Aspek pendidikan merupakan sesuatu yang langka di kamp-kamp pengungsian tempat puluhan ribu orang-orang Yazidi terjebak di dalamnya.
Kaum perempuan Yazidi yang dipaksa menikah dengan petempur ISIS juga berjuang untuk menyembuhkan luka-luka psikologis.
"Saya ingin memberi tahu [komunitas kami] dan semua orang di dunia, tolong terimalah kami, dan terima pula anak-anak kami ... Saya tidak ingin punya bayi dari orang-orang ini [ISIS]. Saya terpaksa punya anak laki-laki," kata Janan, yang berusia 22 tahun, kepada Amnesty.
Baca Juga: Pendukung ISIS Asal Inggris, Shamima Begum Bisa Pulang Demi Kewarganegaraan
Banyak perempuan Yazidi dipisahkan dari anak-anaknya ketika mereka melarikan diri dari wilayah yang menjadi pertahanan terakhir ISIS di Suriah.

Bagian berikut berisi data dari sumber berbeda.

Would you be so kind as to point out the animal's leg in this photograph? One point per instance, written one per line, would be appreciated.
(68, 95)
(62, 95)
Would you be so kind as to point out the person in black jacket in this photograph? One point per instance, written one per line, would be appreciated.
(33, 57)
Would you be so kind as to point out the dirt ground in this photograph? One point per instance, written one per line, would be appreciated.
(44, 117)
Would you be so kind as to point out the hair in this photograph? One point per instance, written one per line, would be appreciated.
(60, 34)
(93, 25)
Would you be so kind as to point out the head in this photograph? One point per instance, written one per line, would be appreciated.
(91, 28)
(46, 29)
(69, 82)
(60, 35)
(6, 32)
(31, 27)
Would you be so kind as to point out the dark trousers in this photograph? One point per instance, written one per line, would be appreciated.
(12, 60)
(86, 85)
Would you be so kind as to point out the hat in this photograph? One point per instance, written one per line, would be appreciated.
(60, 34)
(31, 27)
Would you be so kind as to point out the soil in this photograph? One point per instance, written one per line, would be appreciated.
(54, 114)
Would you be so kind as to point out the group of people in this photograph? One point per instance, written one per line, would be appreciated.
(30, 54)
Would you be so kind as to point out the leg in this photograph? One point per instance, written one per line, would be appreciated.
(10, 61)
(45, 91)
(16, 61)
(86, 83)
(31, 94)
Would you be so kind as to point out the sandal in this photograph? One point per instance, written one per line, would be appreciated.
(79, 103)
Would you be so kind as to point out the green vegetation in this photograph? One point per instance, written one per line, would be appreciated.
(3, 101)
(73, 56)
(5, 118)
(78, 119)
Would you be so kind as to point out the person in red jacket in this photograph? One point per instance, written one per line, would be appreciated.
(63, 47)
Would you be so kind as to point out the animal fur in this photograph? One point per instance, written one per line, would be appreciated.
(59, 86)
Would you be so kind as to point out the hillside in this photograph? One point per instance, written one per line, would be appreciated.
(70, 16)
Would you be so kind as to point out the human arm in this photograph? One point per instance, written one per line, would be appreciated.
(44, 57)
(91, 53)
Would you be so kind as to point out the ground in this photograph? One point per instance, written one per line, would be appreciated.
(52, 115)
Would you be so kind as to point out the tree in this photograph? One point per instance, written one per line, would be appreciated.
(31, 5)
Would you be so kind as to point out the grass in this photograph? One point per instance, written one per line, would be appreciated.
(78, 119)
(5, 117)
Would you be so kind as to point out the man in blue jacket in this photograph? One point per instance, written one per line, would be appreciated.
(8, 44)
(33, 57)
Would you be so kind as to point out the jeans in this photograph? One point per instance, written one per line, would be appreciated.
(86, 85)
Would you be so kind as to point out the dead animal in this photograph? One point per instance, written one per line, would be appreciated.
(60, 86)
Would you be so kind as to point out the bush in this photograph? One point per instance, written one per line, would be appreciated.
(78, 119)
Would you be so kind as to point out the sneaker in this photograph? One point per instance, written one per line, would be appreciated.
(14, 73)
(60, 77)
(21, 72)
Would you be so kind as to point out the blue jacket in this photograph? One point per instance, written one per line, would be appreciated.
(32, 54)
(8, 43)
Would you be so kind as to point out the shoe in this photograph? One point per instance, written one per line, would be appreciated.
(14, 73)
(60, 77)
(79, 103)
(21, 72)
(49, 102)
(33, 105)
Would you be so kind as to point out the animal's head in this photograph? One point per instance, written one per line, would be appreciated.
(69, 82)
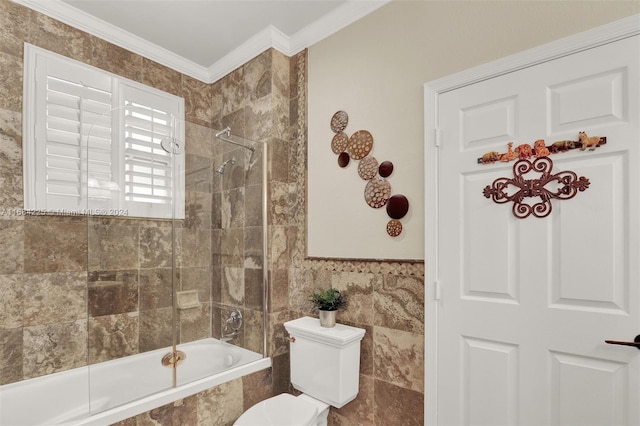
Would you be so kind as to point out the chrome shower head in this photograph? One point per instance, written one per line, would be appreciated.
(222, 166)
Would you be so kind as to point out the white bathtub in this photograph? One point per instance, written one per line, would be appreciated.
(115, 390)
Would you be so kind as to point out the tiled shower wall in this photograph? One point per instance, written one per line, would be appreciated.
(42, 258)
(53, 314)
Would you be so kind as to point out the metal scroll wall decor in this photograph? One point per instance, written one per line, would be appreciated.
(562, 185)
(377, 191)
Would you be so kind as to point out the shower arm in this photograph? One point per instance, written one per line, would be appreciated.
(225, 135)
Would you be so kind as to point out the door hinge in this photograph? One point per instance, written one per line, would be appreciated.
(437, 136)
(437, 290)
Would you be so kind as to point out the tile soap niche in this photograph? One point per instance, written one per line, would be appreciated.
(187, 299)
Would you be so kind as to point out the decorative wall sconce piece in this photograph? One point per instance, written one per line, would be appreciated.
(360, 144)
(368, 167)
(339, 143)
(343, 159)
(339, 121)
(397, 206)
(568, 185)
(377, 191)
(394, 227)
(385, 169)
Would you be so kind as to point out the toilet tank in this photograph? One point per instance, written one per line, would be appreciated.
(325, 362)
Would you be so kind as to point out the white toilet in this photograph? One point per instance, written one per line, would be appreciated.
(325, 364)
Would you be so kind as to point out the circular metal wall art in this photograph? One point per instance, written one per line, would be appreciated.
(394, 227)
(368, 167)
(339, 121)
(339, 143)
(386, 168)
(377, 192)
(343, 159)
(360, 144)
(397, 206)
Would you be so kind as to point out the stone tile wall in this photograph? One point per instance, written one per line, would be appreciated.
(44, 260)
(385, 298)
(78, 290)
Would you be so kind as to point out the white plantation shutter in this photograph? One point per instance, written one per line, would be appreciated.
(70, 100)
(93, 142)
(151, 174)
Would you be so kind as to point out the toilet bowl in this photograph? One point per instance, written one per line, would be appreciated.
(325, 364)
(285, 410)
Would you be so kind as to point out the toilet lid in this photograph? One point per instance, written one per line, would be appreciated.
(281, 410)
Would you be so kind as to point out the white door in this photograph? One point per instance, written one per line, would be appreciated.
(525, 305)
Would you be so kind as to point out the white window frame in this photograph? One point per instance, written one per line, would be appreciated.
(104, 187)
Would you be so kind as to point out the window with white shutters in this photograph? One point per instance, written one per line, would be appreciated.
(93, 142)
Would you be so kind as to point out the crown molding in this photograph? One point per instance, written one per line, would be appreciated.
(337, 19)
(69, 15)
(270, 37)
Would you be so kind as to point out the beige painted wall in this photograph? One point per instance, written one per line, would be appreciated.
(375, 70)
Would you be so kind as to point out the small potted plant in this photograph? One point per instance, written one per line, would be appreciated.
(328, 301)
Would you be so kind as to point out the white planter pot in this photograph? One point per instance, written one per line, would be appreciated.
(327, 318)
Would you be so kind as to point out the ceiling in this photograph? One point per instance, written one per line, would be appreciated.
(207, 38)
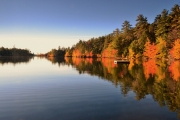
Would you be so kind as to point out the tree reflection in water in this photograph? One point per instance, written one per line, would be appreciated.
(157, 78)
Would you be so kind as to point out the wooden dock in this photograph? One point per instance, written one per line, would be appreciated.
(121, 61)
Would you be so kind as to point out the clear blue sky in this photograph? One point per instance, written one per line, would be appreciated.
(41, 25)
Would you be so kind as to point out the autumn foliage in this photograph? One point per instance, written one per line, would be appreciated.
(175, 51)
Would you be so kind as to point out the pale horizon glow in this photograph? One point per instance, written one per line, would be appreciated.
(41, 25)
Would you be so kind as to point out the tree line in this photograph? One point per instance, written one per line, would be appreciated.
(160, 39)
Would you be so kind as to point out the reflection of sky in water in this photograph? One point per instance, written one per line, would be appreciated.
(37, 68)
(42, 90)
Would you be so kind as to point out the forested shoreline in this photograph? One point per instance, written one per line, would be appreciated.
(159, 40)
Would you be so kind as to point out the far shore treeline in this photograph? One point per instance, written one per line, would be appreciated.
(157, 40)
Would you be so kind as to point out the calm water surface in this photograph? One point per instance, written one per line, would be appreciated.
(87, 89)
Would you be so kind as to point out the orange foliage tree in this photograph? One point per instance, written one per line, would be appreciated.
(174, 69)
(175, 51)
(150, 50)
(150, 68)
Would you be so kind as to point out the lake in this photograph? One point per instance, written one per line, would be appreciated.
(38, 88)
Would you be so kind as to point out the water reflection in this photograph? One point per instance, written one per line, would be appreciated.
(15, 60)
(156, 78)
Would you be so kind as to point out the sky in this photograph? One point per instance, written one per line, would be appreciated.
(41, 25)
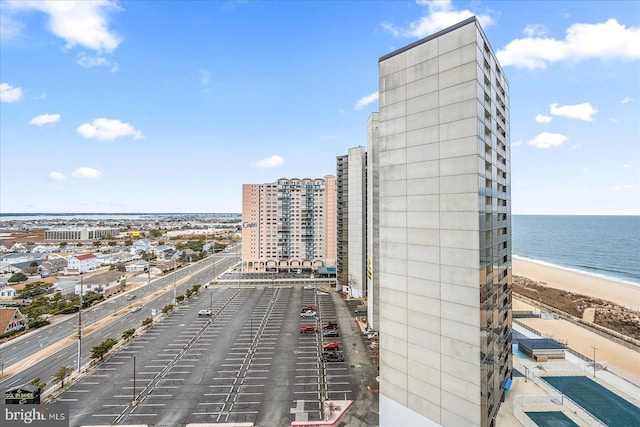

"Kami semua berpikir untuk bunuh diri, atau mencoba melakukannya," kata Hanan, 24 tahun, yang anaknya diambil secara paksa darinya.
Amnesty mengatakan para ibu harus dipersatukan kembali dengan anak-anaknya secara permanen.
"Para perempuan ini diperbudak, disiksa dan menjadi sasaran kekerasan seksual. Mereka seharusnya tidak menderita akibat hukuman lainnya," kata Matt Wells, salah-seorang pimpinan Amnesty International.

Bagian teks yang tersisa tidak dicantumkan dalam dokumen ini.